By saying circle-tangent polynomial I mean a polynomial of degree $N>2$ that lies mostly inside a unit circle except for the two tails exiting the circle and going to infinity and is tangent to the unit circle at all of its $N-1$ points of intersection with that circle, as in the graphs below:
As shown in the graph all such polynomials seem to be either odd or even functions. I can even show that a circle-tangent cubic must only be in the form $y=Ax^3+Cx$ as follows.

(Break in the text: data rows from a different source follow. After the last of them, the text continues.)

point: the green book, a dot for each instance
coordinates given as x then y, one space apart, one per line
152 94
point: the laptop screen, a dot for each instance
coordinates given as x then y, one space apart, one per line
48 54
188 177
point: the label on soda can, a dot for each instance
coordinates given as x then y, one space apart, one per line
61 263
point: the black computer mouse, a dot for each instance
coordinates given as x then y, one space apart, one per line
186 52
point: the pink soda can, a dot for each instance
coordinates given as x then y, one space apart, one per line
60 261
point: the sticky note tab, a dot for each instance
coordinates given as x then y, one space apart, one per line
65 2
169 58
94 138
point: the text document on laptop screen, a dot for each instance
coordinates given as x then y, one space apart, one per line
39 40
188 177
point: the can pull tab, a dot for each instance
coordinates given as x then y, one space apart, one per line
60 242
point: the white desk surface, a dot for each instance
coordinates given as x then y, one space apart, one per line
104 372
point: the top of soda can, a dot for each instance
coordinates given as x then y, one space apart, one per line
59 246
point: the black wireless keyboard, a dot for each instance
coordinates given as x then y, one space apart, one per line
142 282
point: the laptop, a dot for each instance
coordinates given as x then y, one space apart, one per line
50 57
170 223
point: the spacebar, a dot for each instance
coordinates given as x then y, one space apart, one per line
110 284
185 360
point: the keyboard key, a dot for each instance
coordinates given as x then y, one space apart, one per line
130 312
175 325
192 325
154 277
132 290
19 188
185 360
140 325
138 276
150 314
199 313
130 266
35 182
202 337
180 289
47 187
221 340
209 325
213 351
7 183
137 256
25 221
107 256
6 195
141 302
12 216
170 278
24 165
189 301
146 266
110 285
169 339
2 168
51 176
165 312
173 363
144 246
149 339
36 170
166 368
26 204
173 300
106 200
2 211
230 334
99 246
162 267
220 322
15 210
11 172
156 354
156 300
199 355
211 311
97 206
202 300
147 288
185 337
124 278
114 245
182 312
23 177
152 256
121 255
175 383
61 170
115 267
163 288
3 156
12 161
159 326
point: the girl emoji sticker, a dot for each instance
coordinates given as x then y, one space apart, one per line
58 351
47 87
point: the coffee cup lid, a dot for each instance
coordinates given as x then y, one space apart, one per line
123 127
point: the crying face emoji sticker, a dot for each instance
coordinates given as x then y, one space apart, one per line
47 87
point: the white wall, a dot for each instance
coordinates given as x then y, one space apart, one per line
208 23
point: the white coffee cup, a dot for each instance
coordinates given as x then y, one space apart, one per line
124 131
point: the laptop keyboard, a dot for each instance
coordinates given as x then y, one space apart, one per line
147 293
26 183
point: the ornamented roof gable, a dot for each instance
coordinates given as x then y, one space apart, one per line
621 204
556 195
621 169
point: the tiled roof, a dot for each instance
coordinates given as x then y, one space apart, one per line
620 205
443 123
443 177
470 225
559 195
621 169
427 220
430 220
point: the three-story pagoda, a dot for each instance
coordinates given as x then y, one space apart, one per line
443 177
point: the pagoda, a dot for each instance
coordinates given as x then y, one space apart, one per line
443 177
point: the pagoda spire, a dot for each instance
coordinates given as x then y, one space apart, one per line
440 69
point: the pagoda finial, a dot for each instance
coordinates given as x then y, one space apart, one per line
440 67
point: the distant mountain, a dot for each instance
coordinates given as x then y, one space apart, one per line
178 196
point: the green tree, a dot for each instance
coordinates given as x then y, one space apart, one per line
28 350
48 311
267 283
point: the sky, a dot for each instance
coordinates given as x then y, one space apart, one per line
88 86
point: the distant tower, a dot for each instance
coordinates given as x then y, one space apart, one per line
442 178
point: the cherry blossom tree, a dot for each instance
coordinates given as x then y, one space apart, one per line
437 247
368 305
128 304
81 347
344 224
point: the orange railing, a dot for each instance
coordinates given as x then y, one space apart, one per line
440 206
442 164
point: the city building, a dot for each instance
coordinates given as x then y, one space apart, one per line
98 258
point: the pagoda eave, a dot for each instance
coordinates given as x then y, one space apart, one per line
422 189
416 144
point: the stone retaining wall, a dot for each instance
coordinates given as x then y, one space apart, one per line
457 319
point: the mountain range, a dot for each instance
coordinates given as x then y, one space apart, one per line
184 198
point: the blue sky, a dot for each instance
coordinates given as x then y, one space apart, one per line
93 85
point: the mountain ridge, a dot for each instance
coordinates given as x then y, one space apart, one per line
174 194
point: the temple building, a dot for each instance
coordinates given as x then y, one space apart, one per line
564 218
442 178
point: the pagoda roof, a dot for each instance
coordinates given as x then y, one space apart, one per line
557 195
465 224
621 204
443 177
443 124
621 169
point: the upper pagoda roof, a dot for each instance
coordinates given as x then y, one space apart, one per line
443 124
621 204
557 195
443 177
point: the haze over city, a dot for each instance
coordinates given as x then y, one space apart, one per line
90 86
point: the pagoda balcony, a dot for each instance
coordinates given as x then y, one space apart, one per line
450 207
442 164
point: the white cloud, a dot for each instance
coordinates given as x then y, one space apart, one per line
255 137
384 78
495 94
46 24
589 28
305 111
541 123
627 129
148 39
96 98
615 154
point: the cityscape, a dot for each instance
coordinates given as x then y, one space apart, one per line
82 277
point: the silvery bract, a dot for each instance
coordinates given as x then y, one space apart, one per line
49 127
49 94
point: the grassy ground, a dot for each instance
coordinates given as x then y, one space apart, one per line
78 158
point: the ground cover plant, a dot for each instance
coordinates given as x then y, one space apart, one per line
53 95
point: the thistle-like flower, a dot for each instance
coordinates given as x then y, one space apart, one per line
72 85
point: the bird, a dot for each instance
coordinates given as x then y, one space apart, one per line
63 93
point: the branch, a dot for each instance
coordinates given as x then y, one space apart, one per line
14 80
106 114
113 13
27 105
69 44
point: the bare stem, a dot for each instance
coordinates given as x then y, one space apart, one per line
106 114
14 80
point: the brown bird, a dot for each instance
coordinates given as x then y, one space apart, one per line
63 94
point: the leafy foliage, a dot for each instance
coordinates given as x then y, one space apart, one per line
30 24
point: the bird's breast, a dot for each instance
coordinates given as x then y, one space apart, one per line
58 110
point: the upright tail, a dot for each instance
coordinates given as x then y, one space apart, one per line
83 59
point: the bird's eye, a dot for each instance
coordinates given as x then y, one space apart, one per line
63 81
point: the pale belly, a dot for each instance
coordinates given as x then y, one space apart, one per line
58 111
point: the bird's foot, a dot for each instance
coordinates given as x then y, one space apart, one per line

My attempt to prove that circle-tangent cubics must be odd
Consider $y=Ax^3+Bx^2+Cx+D,A\ne 0$. We can find the points of intersections of the cubic and the unit circle with
$$x^2+(Ax^3+Bx^2+Cx+D)^2-1=0,$$
which is a polynomial of degree 6.
However, noticing that the cubic must be tangent to the circle at all intersection points, all of its distinct roots must be repeated roots. In fact, since the two tails that lead to infinity crosses the circle while being tangent at the intersections, there must be two distinct roots, each with a multiplicity of 3. Naming them $p$ and $q$, we can rewrite the resultant sextic with
$$\begin{align}x^2+(Ax^3+Bx^2+Cx+D)^2-1\equiv k(x-p)^3(x-q)^3&&(1)\end{align}$$
Replacing $x$ with $-x$ we have
$$\begin{align}x^2+(-Ax^3+Bx^2-Cx+D)^2-1\equiv k(x+p)^3(x+q)^3&&(2)\end{align}$$
$(1)-(2)$, we have
$$4(Ax^3+Cx)(Bx^2+D)\equiv k\left((x-p)^3(x-q)^3-(x+p)^3(x+q)^3\right).$$
Plugging $x=p$, we have
$$\begin{align}(Ap^3+Cp)(Bp^2+D)\equiv -2kp^3(p+q)^3&&(3)\end{align}$$
and plugging $x=q$, we have
$$\begin{align}(Aq^3+Cq)(Bq^2+D)\equiv -2kq^3(p+q)^3&&(4)\end{align}$$
Assuming $p,q\ne 0$, and we notice that on the right hand side $\frac{(3)}{p^3}\equiv \frac{(4)}{q^3}$, so
$$ \begin{align} \frac{(Ap^3+Cp)(Bp^2+D)}{p^3}&\equiv \frac{(Aq^3+Cq)(Bq^2+D)}{q^3}\\ \left(Ap+\frac Cp\right)\left(Bp+\frac Dp\right)&\equiv \left(Aq+\frac Cq\right)\left(Bq+\frac Dq\right)\\ ABp^2+\frac{CD}{p^2}&\equiv ABq^2+\frac{CD}{q^2} \end{align} $$
In order to make the identity hold, the only conclusion is that $p=-q$ (since $p\neq q$) or $AB=CD=0$.
If $p=-q$, then $(1)$ can be rewritten as
$$x^2+(Ax^3+Bx^2+Cx+D)^2-1\equiv k(x^2-p^2)^3$$
Since the right hand side is even, so does the left hand side. This gives that the cubic must be odd.
On the other hand, if $AB=CD=0$, then obviously $B=0$. With this, the $x^5$ term of the resultant sextic disappears, and according to Vieta's theorem $3p+3q=0$, giving $p=-q$, and from above we have $D=0$ as well.
Generalizing the argument to higher powers
Since for a degree-$N (N>2)$ circle-tangent polynomial $P_N(x)=\sum_{n=0}^N A_nx^n$ there are $N-1$ intersection points, two of which have multiplicity 3 while the remaining have multiplicity 2, we should be able to rewrite $x^2+(P_N(x))^2-1$ with the identity
$$\begin{align}x^2+(P_N(x))^2-1\equiv k(x-r_1)^3\left(\prod_{n=2}^{N-2}(x-r_n)^2\right)(x-r_{N-1})^3&&(5)\end{align}$$
The argument above still works for the step replacing $x$ with $-x$:
$$\begin{align}x^2+(P_N(-x))^2-1\equiv k(x+r_1)^3\left(\prod_{n=2}^{N-2}(x+r_n)^2\right)(x+r_{N-1})^3&&(6)\end{align}$$
$(5)-(6)$ gives
$$4\left(\sum_{m=0}^{\lfloor{N/2}\rfloor}A_{2m}x^{2m}\right)\left(\sum_{n=0}^{\lfloor{(N-1)/2}\rfloor}A_{2n+1}x^{2n+1}\right)\equiv k\left((x-r_1)^3\left(\prod_{n=2}^{N-2}(x-r_n)^2\right)(x-r_{N-1})^3-(x+r_1)^3\left(\prod_{n=2}^{N-2}(x+r_n)^2\right)(x+r_{N-1})^3\right)$$
which, if plugging $x=r_1,r_2,\cdots,r_{N-1}$, loses the symmetry it has in the cubic case. And here is where I stopped.
I would like to ask, if there is any method to extend my argument that such circle-tangent polynomials must be either odd or even to higher order, or if there can be any counterexamples for higher orders.